Eliaçık, bir ülkenin gelişmesinde eğitimin yerinin çok önemli oynadığını, eğitimin gelişmesinde de kütüphanelerin yerinin çok önemli olduğunu bildirdi. Eliaçık, “Ülkemizin tüm illerinde olduğu gibi Gaziantep’te bir dizi etkinlikler düzenlendi. Hafta dolayısıyla kütüphanelerin sadece üniversite öğrencilerinin üniversiteye hazırlandıkları yer olmadığını, tüm halkımızın yararlanabileceği bir kurum olduğunu anlatmaya çalışıyoruz. Dünyanın hiçbir ülkesinde böyle bir düşünce yok. Bugün kütüphanelerimizde 117 bin kitap var. Bunun 67 bini ödünç alınarak evlere götürülüyor. Bu durumda okuma alışkanlıklarının yavaş yavaş kazanıldığını gösteriyor. Kütüphanelerimizde her türden herkesin yararlanabileceği kitaplar var” şeklinde konuştu.
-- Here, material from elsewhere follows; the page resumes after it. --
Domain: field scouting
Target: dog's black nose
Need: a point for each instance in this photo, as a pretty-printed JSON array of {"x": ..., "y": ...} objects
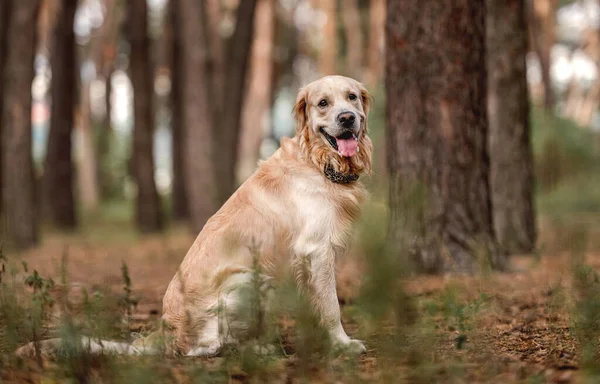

Kütüphane Müdürü Selahattin Aksoy, halkın kütüphanelerin içindeki zengin bilgi kaynaklarıyla eğitime ışık tutacak kurumlar olarak düşünmesi gerektiğini belirtti. Bir kütüphanenin kullanımının ülkenin gelişimini gösterdiğini söyleyen Aksoy, “Eğer kütüphaneler kullanılmazsa o ülke gelişmiyor demektir. Kütüphaneleri halkımız öğrencilerin ödevlerini yaptıkları sınavlara hazırlandıkları kurumlar olarak görüyor. Bu düşünce çok yanlıştır ve halkın kütüphaneye gelmelerine engel olan bir düşüncedir. Halk kütüphanelerimiz önemli işler yürüten kurumlar olmakla birlikte ben bu durumdan memnun değilim. Kütüphaneler Milli eğitime bağlı bir kurummuş gibi öğrencilerin yararlandığı bir yermiş gibi yansıması yetişkin insanların kütüphanelere gelmesine engel oluyor. Yetişkinler kütüphaneye gelme alışkanlığı kazanırsa belki kütüphanelere gelenlerin sayısı azalacak ama kalite artacak” diye konuştu.